Hewlett-Packard Co. and Oracle Corp.’s decision to settle the lawsuit over Oracle’s hiring of Mark Hurd as co-President after weeks of public wrangling is welcome news to everyone but the corporate attorneys.

But don’t expect the two vendors to just pick up and resume their former close partnership. It got very ugly, very fast. And the reverberations from Hurd’s hiring to HP’s recent appointment of Leo Apotheker, as the new CEO effective November 1, will be felt for a long time. HP’s decision to hire the German-born Apotheker, who is also the former CEO of SAP, is to put it politely a big “take that, Oracle!” Forget the surface smiles, behind the scenes Oracle and HP have their ears pinned back, teeth bared and swords sharpened as they gird for battle.
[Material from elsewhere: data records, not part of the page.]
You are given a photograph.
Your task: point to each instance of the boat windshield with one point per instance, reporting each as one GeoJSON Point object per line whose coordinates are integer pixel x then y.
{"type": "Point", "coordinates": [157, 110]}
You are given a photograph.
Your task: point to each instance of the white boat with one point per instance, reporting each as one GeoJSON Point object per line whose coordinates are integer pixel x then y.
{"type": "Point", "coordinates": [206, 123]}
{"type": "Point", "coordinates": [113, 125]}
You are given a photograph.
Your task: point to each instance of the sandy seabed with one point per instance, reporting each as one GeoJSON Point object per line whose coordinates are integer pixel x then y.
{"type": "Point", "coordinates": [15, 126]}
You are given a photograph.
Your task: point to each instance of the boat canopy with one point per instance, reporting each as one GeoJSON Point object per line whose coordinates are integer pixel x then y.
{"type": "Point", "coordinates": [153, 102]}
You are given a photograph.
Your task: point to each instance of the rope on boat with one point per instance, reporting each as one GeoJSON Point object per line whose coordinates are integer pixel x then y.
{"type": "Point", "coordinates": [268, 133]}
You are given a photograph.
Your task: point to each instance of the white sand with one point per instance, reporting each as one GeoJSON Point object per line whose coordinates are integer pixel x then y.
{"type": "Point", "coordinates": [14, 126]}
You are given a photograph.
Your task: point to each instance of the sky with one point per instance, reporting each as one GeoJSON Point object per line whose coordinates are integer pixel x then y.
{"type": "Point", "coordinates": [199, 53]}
This was not the typical cross-competitive carping that vendors routinely spew to denigrate their rivals’ products and strategies. The issues between HP and Oracle are very personal and very deep. The verbal volleys Oracle CEO Larry Ellison lobbed at HP in recent weeks exposed the changing nature of this decades old alliance. It is morphing from a close, mutually beneficial collaboration to a head-on collision in several key product areas. Ellison’s words did more than just wound HP: they also opened up deep fissures in the relationship which are as big as the San Andreas Fault.